The training phase of the algorithm consists only of storing the feature vectors and class labels of the training samples.
In the classification phase, k is a user-defined constant, and an unlabelled vector (a query or test point) is classified by assigning the label which is most frequent among the k training samples nearest to that query point.
Usually Euclidean distance is used as the distance metric; however this is only applicable to continuous variables. In cases such as text classification, another metric such as the overlap metric (or Hamming distance) can be used. Often, the classification accuracy of kNN can be improved significantly if the distance metric is learned with specialized algorithms such as Large Margin Nearest Neighbor or Neighbourhood components analysis.
A drawback to the basic "majority voting" classification is that the classes with the more frequent examples tend to dominate the prediction of the new vector, as they tend to come up in the k nearest neighbors when the neighbors are computed due to their large number. One way to overcome this problem is to weight the classification taking into account the distance from the test point to each of its k nearest neighbors.
KNN can be considered as a special case of a variable-bandwidth, kernel density "balloon" estimator with a uniform kernel.
Some of the labeled training examples may be surround by the examples from the other classes. Such a situation may arise by plenty of reasons: (i) as a resut of a random mistake, (ii) because insufficient number of traning example of this class (an isolated example appears instead of cluster), (iii) because incomplete system of features (the classes are separated in other dimensions which we do not know), (iv) because there are too many training examples of other classes (unbalanced classes) that create too dense "hostile" background for the given small class and many other reasons.
If a training example is surrounded by the examples from other classes it is called the class-outlier. The simplest approach to handle these class-outliers is to detect them and separate for the future analysis. In any case, for the kNN-based classificators they will produce just noise.
KNN approach allows us to detect the class-outliers.

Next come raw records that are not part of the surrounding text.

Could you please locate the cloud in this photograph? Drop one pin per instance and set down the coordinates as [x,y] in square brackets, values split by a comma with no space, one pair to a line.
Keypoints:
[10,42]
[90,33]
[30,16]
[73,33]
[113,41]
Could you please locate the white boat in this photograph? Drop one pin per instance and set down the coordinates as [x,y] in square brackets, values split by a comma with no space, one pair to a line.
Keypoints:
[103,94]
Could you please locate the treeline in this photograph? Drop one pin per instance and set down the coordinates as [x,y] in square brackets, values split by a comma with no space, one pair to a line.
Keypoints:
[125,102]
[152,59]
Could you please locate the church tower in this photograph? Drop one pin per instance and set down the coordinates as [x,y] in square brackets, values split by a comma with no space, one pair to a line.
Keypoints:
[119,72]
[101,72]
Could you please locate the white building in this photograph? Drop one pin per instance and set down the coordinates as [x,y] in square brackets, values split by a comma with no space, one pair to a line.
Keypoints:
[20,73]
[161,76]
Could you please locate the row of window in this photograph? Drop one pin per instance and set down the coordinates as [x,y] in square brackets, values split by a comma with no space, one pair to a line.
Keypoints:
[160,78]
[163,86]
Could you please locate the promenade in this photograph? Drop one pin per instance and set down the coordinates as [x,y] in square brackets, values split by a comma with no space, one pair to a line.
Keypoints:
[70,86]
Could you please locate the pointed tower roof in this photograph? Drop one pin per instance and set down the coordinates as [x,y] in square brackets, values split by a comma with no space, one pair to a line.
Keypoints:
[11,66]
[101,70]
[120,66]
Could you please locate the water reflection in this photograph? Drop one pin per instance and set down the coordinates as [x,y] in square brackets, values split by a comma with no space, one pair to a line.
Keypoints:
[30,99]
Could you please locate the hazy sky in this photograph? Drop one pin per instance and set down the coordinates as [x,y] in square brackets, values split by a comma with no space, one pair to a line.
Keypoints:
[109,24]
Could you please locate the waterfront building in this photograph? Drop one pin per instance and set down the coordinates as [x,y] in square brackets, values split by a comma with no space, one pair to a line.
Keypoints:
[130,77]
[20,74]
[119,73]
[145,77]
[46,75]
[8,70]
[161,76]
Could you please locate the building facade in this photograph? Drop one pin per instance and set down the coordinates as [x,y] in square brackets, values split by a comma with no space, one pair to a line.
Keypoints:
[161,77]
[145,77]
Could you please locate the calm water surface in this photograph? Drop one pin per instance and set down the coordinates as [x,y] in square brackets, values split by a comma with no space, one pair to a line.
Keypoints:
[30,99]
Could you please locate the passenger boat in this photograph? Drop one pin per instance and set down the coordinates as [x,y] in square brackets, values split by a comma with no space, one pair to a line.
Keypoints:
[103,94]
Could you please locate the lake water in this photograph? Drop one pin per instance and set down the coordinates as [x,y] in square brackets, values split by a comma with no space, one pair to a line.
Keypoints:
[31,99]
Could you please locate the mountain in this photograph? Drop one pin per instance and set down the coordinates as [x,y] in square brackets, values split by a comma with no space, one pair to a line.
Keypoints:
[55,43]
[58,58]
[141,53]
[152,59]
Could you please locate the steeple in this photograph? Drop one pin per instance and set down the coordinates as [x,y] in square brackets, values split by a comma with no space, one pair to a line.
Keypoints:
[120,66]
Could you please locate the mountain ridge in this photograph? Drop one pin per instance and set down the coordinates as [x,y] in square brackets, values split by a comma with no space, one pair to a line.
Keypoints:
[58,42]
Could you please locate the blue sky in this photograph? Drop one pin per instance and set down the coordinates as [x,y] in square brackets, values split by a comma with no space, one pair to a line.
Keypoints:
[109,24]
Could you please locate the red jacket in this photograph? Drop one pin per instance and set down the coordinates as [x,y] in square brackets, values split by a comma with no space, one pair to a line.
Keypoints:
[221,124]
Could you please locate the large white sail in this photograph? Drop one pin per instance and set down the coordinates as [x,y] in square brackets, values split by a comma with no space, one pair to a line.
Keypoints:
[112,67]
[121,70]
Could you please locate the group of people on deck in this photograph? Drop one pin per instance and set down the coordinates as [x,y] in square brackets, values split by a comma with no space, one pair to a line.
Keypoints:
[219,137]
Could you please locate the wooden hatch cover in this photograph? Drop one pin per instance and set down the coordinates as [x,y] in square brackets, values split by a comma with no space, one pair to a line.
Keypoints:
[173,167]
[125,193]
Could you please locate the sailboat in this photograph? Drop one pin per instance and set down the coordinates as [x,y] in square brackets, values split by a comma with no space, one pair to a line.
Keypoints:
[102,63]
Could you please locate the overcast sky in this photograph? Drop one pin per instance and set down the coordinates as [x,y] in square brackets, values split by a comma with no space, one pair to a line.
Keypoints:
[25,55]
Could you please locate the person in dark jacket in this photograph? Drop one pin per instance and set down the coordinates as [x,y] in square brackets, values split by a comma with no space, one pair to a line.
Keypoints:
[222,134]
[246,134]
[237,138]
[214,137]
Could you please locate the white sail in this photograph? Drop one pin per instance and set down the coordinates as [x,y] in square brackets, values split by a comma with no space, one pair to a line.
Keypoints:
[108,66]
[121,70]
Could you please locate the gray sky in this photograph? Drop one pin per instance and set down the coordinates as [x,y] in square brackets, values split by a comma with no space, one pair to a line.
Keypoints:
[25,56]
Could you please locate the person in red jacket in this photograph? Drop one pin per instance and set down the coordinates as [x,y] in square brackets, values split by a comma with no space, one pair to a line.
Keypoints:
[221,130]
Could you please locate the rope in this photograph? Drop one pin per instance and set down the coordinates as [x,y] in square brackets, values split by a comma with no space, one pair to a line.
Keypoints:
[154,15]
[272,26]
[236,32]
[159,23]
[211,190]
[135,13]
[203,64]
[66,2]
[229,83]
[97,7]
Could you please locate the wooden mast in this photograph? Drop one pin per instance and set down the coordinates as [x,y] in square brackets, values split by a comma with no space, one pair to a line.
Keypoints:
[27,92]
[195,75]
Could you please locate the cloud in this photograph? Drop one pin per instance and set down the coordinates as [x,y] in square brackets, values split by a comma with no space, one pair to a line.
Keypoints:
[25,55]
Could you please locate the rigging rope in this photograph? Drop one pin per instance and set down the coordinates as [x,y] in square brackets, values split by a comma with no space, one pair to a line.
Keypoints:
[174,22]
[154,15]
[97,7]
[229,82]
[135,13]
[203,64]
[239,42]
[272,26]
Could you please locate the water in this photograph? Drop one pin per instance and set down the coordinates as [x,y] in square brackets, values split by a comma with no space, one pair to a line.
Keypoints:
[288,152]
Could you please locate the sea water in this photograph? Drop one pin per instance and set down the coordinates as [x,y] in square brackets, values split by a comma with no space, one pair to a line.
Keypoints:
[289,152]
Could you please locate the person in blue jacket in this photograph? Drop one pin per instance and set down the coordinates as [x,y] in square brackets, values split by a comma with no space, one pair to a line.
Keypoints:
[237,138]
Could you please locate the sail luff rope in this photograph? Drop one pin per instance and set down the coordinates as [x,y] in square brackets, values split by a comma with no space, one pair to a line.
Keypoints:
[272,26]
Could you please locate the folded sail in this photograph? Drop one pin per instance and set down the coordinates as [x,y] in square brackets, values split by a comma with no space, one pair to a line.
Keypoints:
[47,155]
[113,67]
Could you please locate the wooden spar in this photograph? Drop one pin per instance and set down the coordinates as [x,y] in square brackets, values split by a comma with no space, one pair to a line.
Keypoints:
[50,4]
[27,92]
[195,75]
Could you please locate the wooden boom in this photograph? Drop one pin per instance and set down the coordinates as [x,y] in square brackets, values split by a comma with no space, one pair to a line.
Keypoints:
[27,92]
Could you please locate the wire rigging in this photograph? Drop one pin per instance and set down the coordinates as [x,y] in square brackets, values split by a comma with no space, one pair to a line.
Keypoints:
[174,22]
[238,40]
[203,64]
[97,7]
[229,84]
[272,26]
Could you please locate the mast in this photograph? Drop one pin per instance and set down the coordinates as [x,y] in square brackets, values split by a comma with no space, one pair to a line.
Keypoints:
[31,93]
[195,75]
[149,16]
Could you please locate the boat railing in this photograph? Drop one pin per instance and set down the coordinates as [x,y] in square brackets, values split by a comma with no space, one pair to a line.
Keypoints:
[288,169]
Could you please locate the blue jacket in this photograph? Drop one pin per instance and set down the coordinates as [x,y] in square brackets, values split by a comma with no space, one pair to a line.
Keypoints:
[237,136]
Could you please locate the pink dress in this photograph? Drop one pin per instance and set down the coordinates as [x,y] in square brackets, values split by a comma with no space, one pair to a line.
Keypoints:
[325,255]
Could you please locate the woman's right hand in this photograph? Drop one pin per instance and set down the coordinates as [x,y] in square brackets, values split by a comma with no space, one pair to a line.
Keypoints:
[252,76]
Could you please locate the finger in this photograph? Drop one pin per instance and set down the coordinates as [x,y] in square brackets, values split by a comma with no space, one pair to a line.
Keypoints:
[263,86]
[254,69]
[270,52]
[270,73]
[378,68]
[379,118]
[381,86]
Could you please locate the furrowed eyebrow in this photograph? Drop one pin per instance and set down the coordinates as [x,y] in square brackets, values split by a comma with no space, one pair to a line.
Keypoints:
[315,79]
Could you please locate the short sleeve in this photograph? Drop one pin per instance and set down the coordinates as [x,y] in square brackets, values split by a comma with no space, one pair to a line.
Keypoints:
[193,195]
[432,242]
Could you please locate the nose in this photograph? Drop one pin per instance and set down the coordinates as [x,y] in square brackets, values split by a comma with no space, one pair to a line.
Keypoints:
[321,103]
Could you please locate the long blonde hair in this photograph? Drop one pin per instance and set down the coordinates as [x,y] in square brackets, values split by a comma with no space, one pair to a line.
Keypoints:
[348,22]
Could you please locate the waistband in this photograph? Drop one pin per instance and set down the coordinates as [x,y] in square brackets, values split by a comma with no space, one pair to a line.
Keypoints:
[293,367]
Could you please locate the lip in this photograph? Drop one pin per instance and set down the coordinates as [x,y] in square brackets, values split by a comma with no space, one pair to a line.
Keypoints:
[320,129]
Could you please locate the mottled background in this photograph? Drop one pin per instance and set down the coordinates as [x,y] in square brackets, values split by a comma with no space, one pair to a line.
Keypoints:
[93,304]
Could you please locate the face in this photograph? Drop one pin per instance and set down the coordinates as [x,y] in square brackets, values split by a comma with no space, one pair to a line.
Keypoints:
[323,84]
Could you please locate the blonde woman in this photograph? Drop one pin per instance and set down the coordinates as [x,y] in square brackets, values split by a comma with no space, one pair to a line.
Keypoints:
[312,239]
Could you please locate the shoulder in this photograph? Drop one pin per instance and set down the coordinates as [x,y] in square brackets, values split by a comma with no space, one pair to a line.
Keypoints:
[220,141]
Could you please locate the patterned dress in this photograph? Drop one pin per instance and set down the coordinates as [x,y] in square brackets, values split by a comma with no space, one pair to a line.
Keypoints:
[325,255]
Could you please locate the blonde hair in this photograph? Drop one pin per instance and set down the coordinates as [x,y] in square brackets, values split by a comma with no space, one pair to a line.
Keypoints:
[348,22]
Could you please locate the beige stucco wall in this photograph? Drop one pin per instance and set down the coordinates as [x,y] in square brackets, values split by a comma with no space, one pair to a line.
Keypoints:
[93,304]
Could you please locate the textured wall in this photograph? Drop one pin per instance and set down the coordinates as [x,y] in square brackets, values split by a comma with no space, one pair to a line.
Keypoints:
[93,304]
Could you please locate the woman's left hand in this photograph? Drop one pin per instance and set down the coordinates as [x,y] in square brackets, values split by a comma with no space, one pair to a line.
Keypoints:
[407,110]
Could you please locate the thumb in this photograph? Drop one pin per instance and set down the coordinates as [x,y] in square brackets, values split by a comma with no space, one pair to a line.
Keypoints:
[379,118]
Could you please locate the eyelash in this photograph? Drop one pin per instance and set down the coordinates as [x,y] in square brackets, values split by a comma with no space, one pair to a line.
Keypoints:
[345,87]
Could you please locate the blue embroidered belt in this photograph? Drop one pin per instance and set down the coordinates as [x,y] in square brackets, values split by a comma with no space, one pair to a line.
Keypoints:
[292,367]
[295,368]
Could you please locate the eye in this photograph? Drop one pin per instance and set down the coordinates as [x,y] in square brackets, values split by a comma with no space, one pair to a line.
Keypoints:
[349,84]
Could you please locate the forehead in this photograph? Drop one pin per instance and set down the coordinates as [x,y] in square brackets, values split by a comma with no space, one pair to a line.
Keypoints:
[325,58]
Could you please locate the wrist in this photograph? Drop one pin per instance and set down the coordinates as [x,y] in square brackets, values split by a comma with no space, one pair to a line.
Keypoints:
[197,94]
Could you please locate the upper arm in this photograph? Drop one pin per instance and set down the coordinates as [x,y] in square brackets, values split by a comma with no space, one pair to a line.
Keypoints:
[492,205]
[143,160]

Let us select two natural numbers, q≥r>0 . We call a labeled training example the (q,r)NN class-outlier if among its q nearest neighbors there are more than r examples from other classes. In this applet, we always use q=r and consider an example as a qNN class outlier if it has q nearest neighbors from other classes.
Condensend Nearest Neighbor rule (CNN) was invented to reduce the databases for kNN classification. It selects from examples the set of prototypes U that allows us to clasify the example with the 1NN rule "almost" as sucsessful as the 1NN with the initial database does.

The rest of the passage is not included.